Inputs and Parameters:

stats_results (required):
A pandas DataFrame output by the function diff_meth_pos().
‘alpha’:
Default: 0.05, The significance level that will be used to highlight the most significant p-values (or adjusted FDR Q-values) on the plot.
‘cutoff’:
the beta-coefficient cutoff | Default: None format: a list or tuple with two numbers for (min, max) or ‘auto’. If specified in kwargs, will exclude values within this range of regression coefficients OR fold-change range from being “significant” and put dotted vertical lines on chart. ‘auto’ will select a beta coefficient range that excludes 95% of results from appearing significant.
(default False) – if this will adjust the p-value cutoff line for false discovery rate (Benjamini-Hochberg). Use ‘fwer’ to set the target rate.
‘fwer’:
family-wise error rate (default is 0.1) – specify a probability [0 to 1.0] for false discovery rate
‘data_type_label’:
What to put on X-axis. Either ‘Fold Change’ (default) or ‘Regression Coefficient’.
visualization kwargs:
• palette – color pattern for plot – default is [blue, red, grey]
other palettes: [‘default’, ‘Gray’, ‘Pastel1’, ‘Pastel2’, ‘Paired’, ‘Accent’, ‘Dark2’, ‘Set1’, ‘Set2’, ‘Set3’, ‘tab10’, ‘tab20’, ‘tab20b’, ‘tab20c’, ‘Gray2’, ‘Gray3’]
• width – figure width – default is 16
• height – figure height – default is 8
• fontsize – figure font size – default 16
• dotsize – figure dot size on chart – default 30
• border – plot border – default is OFF
• data_type_label – (e.g. Beta Values, M Values) – default is ‘Beta’
• plot_cutoff_label – add label to dotted line on plot – default False
save:
specify that it export an image in png format. By default, the function only displays a plot.
filename:
specify an export filename. default is volcano_<current_date>.png.

Returns:

Displays a plot, but does not directly return an object. The data is color coded and displayed as follows:

• the negative log of adjusted p-values is plotted on the y-axis
• the regression coefficient beta value is plotted on the x-axis
• the significance cutoff level appears as a horizontal gray dashed line
• non-significant points appear in light gray
• significant points with positive correlations (hypermethylated probes) appear in red
• significant points with negative correlations (hypomethylated probes) appear in blue

## To BED¶

Converts & exports manifest and probe p-value dataframe to BED format. * https://en.wikipedia.org/wiki/BED_(file_format)

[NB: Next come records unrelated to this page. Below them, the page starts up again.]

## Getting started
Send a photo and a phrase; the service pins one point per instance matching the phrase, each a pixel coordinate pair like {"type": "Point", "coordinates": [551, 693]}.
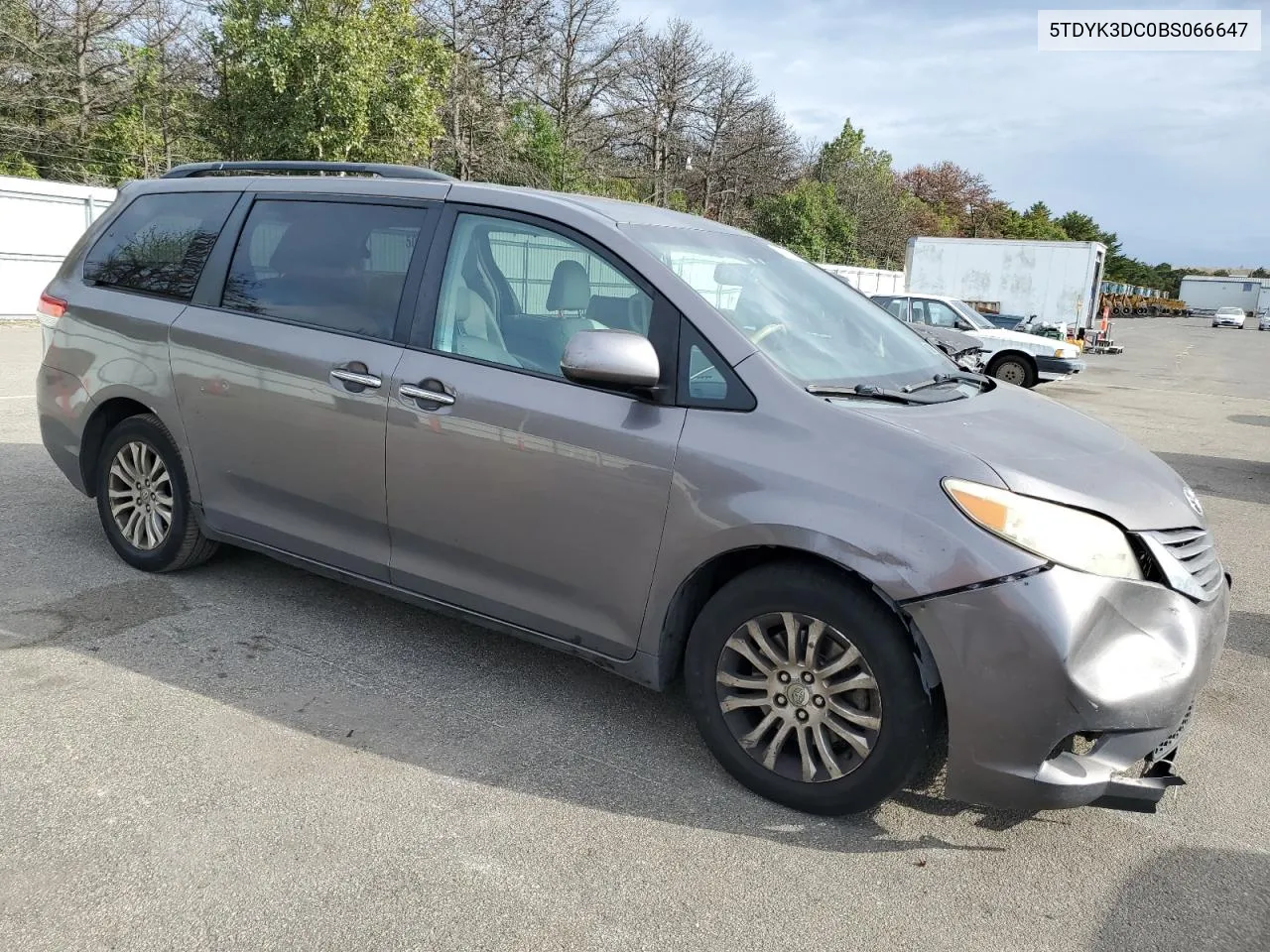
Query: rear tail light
{"type": "Point", "coordinates": [51, 306]}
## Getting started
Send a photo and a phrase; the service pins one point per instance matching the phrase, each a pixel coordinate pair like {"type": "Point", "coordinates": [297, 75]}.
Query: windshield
{"type": "Point", "coordinates": [812, 325]}
{"type": "Point", "coordinates": [976, 320]}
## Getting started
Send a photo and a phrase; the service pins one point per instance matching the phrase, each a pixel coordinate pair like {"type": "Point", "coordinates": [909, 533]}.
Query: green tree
{"type": "Point", "coordinates": [1035, 225]}
{"type": "Point", "coordinates": [879, 214]}
{"type": "Point", "coordinates": [16, 164]}
{"type": "Point", "coordinates": [808, 220]}
{"type": "Point", "coordinates": [539, 154]}
{"type": "Point", "coordinates": [336, 80]}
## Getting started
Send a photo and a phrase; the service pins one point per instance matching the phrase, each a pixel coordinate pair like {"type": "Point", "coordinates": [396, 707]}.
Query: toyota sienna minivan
{"type": "Point", "coordinates": [651, 440]}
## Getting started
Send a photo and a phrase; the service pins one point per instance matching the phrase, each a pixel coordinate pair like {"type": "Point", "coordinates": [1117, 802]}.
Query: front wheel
{"type": "Point", "coordinates": [806, 689]}
{"type": "Point", "coordinates": [143, 499]}
{"type": "Point", "coordinates": [1014, 370]}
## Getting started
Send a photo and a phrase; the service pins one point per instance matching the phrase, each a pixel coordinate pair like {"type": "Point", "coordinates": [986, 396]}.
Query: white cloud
{"type": "Point", "coordinates": [1166, 149]}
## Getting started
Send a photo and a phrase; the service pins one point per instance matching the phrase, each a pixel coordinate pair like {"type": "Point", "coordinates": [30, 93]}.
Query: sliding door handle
{"type": "Point", "coordinates": [361, 380]}
{"type": "Point", "coordinates": [409, 391]}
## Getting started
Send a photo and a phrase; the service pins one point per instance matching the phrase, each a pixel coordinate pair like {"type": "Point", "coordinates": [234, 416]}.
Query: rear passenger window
{"type": "Point", "coordinates": [160, 243]}
{"type": "Point", "coordinates": [334, 266]}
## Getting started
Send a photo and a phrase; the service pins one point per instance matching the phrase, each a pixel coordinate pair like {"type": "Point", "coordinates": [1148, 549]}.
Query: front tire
{"type": "Point", "coordinates": [806, 688]}
{"type": "Point", "coordinates": [143, 499]}
{"type": "Point", "coordinates": [1015, 370]}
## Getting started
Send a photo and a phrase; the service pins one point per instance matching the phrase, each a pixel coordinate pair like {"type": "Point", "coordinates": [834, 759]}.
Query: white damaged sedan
{"type": "Point", "coordinates": [1011, 356]}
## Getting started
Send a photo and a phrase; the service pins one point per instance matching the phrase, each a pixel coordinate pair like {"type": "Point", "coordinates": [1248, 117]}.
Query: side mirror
{"type": "Point", "coordinates": [611, 358]}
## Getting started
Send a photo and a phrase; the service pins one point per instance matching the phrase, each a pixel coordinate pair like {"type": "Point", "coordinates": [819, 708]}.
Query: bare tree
{"type": "Point", "coordinates": [579, 79]}
{"type": "Point", "coordinates": [670, 81]}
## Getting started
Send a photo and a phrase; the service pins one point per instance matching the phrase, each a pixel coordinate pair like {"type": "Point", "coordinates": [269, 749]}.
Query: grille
{"type": "Point", "coordinates": [1196, 553]}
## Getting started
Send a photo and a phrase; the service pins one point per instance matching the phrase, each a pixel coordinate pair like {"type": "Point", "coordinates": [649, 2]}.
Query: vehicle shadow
{"type": "Point", "coordinates": [1192, 898]}
{"type": "Point", "coordinates": [1250, 633]}
{"type": "Point", "coordinates": [379, 675]}
{"type": "Point", "coordinates": [1243, 480]}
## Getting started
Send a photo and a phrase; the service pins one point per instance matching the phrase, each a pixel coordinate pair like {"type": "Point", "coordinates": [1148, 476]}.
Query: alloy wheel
{"type": "Point", "coordinates": [140, 495]}
{"type": "Point", "coordinates": [799, 697]}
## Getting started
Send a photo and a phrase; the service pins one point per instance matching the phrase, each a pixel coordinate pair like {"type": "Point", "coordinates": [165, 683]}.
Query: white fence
{"type": "Point", "coordinates": [869, 281]}
{"type": "Point", "coordinates": [40, 221]}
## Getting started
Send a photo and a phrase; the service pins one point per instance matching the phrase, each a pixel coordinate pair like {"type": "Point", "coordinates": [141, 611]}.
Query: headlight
{"type": "Point", "coordinates": [1060, 534]}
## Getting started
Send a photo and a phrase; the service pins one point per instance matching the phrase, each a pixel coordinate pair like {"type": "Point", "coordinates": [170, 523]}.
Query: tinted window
{"type": "Point", "coordinates": [513, 294]}
{"type": "Point", "coordinates": [705, 379]}
{"type": "Point", "coordinates": [336, 266]}
{"type": "Point", "coordinates": [812, 325]}
{"type": "Point", "coordinates": [159, 244]}
{"type": "Point", "coordinates": [898, 306]}
{"type": "Point", "coordinates": [934, 312]}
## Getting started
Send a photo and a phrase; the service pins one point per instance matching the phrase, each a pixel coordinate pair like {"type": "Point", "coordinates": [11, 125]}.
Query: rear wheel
{"type": "Point", "coordinates": [143, 499]}
{"type": "Point", "coordinates": [1011, 368]}
{"type": "Point", "coordinates": [807, 690]}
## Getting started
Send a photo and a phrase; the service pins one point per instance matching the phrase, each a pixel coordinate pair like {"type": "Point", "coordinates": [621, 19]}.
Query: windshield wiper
{"type": "Point", "coordinates": [866, 391]}
{"type": "Point", "coordinates": [976, 379]}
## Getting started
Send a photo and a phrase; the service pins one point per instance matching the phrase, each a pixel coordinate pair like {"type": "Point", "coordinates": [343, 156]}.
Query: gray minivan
{"type": "Point", "coordinates": [652, 440]}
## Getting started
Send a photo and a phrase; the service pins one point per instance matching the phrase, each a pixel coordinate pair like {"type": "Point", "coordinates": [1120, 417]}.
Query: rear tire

• BED format: [ chromosome number | start position | end position | p-values]

Where p-values are the output from diff_meth_pos() comparing probes across two or more groups of samples for genomic differences in methylation.

This output is required for combined-pvalues library to read and annotate manhattan plots with the nearest Gene(s) for each significant CpG cluster.

manifest_or_array_type:
either pass in a Manifest instance from methylprep, or a string that defines which manifest to load. One of {‘27k’, ‘450k’, ‘epic’, ‘epic+’, ‘mouse’}.
genome_build:
pass in ‘OLD’ to use the older genome build for each respective manifest array type.

note: if manifest has probes that aren’t mapped to genome, they are omitted in BED file.

TODO: incorporate STRAND and OLD_STRAND in calculations.

returns a BED formatted dataframe if save is False, or the saved filename if save is True.